From He Sápa to the World
The WILD12 Symposium Proceedings Are Here
By Bob Dvorak, Tina Tin, Chris Armatas, and Steve Carver — WILD12 Symposium Proceedings Chairs
In August 2024, more than 50 Tribes and Indigenous Nations and delegates from 36 countries gathered in the Black Hills for the 12th World Wilderness Congress. We’re pleased to share the WILD12 — Global Gathering on Knowledge, Wisdom, and Ways of Knowing —Symposium Proceedings.
Held in Rapid City, South Dakota, WILD12 became one of the largest international conservation congresses ever hosted by Indigenous Peoples, with Indigenous knowledge, leadership, and perspective placed at its center rather than its margins. The Congress convened in He Sápa, the Black Hills, sacred territory of the Lakota Nation, at the invitation of the Sicangu Lakota Treaty Council, whose call brought participants together to reimagine wilderness through the lens of traditional cultural knowledge and to explore the relationships that bind people, place, culture, and the living world.

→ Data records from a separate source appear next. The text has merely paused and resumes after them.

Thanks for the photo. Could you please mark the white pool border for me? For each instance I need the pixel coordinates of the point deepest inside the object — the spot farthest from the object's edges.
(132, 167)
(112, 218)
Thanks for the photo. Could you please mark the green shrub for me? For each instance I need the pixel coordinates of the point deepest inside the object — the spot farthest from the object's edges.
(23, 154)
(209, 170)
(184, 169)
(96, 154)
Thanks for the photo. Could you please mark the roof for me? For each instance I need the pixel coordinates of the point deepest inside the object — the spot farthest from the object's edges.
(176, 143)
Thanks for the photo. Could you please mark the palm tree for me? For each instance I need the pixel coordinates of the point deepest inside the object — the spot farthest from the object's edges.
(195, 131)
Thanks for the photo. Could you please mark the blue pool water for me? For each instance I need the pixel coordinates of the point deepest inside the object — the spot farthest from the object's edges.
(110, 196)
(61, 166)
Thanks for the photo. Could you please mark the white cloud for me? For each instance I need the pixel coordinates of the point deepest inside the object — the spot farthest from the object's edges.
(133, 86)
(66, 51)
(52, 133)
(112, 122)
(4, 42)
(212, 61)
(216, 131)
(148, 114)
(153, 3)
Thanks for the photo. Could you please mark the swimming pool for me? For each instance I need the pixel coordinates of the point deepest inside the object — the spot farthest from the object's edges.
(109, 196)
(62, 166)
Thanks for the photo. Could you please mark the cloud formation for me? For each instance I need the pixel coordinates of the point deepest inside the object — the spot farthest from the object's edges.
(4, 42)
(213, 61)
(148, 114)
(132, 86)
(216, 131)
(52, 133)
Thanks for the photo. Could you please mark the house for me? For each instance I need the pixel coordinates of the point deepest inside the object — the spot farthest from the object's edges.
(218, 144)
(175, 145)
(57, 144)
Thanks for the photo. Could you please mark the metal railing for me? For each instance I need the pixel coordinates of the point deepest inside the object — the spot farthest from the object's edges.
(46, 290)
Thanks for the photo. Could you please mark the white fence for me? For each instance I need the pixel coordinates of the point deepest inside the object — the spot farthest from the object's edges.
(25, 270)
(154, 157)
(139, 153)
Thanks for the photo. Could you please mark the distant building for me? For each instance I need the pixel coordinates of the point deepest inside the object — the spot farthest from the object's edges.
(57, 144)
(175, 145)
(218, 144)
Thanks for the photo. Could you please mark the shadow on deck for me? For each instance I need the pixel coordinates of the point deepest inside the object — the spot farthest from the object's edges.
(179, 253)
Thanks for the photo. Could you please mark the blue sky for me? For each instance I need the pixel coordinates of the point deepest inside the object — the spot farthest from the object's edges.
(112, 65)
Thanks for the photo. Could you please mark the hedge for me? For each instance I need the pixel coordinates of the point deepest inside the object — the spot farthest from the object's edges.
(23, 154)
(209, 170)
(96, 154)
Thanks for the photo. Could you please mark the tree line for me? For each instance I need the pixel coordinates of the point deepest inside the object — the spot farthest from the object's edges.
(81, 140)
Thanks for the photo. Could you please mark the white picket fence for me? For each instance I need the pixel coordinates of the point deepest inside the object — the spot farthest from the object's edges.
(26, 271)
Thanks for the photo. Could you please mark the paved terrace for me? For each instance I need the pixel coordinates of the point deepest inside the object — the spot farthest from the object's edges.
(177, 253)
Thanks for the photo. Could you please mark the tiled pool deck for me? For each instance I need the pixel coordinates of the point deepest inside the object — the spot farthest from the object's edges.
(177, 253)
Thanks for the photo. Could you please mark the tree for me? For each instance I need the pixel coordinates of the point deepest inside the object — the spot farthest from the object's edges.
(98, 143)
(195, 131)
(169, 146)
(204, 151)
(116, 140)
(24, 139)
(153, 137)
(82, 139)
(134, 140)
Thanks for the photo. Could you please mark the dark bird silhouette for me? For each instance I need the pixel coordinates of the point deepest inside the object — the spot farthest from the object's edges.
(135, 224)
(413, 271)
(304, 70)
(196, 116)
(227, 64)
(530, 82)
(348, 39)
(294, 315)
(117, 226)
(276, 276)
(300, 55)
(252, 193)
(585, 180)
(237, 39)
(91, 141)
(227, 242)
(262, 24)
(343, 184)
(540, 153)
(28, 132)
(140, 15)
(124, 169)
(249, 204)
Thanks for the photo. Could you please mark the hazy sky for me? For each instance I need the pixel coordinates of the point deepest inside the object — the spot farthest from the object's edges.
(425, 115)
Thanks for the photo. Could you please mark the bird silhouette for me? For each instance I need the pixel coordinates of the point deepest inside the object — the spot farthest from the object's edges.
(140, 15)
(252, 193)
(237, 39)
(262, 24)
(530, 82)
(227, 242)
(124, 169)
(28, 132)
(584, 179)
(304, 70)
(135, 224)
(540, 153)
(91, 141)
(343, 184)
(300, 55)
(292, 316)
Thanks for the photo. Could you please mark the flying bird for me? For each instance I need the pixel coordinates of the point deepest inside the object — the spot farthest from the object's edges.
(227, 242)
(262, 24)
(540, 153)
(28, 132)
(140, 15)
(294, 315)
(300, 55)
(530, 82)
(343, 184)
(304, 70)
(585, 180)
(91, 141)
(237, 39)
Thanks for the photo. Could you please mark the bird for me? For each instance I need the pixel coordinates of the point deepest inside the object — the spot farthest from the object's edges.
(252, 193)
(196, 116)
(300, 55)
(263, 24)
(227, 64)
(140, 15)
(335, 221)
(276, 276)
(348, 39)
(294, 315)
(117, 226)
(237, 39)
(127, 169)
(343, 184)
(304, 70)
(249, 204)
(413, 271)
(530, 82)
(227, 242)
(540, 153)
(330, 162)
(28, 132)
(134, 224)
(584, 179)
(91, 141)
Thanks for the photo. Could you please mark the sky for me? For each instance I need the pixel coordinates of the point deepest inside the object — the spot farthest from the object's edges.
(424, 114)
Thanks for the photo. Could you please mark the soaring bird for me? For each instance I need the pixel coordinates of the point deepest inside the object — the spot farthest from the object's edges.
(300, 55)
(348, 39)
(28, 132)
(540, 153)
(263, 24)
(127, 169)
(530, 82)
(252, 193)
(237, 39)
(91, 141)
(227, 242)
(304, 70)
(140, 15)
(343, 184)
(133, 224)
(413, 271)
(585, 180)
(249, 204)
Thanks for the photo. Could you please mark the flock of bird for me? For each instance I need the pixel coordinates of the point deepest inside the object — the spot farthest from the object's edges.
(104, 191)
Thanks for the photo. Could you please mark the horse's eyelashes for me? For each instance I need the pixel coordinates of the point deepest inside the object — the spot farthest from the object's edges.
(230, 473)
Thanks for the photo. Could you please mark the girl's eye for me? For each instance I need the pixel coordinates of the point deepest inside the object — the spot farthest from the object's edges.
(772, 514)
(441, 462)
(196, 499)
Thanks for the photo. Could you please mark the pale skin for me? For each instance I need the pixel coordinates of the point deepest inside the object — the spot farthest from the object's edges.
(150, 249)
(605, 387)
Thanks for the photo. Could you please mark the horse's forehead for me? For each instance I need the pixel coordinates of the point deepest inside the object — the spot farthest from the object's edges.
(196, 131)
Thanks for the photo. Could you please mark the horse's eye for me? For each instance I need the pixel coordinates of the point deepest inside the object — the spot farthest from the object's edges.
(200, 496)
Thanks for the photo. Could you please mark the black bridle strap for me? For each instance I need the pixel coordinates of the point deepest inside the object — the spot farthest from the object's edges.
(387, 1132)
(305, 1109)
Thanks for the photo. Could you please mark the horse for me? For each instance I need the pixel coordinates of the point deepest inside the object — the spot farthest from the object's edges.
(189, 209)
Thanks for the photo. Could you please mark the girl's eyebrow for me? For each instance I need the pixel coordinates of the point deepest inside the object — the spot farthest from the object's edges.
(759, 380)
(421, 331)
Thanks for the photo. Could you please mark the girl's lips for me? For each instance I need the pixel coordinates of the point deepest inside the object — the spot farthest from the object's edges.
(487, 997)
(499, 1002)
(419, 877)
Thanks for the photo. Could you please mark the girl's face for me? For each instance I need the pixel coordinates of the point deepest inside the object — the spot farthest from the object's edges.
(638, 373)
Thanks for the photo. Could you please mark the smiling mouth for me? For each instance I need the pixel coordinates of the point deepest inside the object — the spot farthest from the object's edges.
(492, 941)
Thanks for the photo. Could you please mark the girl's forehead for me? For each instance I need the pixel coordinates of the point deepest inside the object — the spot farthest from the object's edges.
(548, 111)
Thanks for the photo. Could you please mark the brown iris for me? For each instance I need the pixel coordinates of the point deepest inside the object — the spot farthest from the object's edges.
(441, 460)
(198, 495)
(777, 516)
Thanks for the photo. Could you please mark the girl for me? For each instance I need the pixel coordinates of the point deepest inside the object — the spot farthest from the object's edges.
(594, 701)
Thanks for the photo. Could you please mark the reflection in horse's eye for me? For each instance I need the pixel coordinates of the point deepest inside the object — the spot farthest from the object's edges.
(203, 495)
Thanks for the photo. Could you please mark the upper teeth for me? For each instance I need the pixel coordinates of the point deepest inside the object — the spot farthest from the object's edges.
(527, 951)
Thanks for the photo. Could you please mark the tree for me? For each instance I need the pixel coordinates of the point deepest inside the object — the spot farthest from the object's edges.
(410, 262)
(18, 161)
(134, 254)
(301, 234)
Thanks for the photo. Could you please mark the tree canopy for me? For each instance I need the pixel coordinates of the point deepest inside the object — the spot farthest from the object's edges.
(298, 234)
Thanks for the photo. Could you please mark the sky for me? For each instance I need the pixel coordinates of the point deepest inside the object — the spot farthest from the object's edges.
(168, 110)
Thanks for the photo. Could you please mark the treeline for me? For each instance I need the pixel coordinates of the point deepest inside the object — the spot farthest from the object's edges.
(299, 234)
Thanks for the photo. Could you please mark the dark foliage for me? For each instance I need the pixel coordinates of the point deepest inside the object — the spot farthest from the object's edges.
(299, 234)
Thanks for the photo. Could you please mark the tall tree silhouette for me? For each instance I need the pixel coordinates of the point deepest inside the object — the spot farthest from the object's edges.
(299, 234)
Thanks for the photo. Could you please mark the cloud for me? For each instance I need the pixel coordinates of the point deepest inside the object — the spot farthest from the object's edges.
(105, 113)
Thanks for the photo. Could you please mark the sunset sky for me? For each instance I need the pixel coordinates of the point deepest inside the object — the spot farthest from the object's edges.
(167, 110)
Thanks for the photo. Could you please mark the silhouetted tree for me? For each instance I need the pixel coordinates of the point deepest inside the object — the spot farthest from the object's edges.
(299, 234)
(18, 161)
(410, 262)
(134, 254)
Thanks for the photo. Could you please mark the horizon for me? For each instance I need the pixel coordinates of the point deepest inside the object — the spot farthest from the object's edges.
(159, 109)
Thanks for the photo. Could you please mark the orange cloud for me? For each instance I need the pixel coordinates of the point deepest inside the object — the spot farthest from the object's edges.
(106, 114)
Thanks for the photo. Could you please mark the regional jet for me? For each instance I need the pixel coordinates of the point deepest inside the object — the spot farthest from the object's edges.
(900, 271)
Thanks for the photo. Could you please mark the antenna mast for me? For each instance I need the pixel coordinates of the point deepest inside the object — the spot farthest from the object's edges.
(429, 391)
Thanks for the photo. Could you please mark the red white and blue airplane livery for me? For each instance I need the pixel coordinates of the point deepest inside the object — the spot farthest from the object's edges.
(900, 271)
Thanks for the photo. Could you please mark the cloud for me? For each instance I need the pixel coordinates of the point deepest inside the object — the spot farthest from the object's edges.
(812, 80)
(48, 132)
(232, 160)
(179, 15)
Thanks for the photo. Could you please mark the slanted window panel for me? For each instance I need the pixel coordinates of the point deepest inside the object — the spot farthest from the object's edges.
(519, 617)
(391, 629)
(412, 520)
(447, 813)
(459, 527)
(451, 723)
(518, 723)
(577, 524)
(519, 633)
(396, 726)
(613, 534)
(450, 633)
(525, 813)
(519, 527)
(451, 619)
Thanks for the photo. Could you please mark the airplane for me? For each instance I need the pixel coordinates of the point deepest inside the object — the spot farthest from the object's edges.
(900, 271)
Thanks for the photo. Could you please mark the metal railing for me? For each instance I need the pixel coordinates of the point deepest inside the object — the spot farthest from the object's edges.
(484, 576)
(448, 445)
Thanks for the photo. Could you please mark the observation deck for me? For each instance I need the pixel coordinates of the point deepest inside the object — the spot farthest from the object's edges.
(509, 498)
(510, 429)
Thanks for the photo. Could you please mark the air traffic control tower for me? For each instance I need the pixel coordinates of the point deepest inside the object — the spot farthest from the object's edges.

The newly released proceedings preserve and extend that dialogue. Inside, you’ll find 24 peer-reviewed papers organized around four themes:
- Indigenous Perspectives and Global Stewardship
- Rewilding, Values, Meanings, and Relevance of Wilderness
- Methods and Approaches for Managing Social and Ecological Systems
- Collaboration, Partnership, and Community Conservation
Together, the papers move from Tribal wilderness stewardship and the cultural meaning of wild places to rewilding, landscape connectivity, community partnerships, and the management of interconnected social and ecological systems. The volume also includes the 12 resolutions adopted at WILD12, the Congress’s formal commitments for what comes next.
No single publication can hold everything that happened at the Global Gathering — every story, every exchange, every teaching shared in the room. What these proceedings offer instead is a partial record, deliberately built to travel: to scholars, practitioners, community leaders, and wilderness advocates who weren’t in Rapid City but need what was said there just the same.
The Aldo Leopold Wilderness Research Institute, the WILD Foundation, and the Wildland Research Institute at the University of Leeds collaborated to compile, publish, and distribute this volume. Our thanks go to the authors, knowledge holders, organizers, reviewers, and participants who made both the gathering and this publication possible, and to the WILD Foundation’s Adam Hanson, WILD12 Deputy Executive Organizer, for his leadership in coordinating the symposium.
More than anything, we hope these proceedings carry forward what made WILD12 distinct: the central role of Indigenous leadership, and an invitation to understand wilderness not simply as a place, but as a web of relationships, responsibilities, and ways of knowing.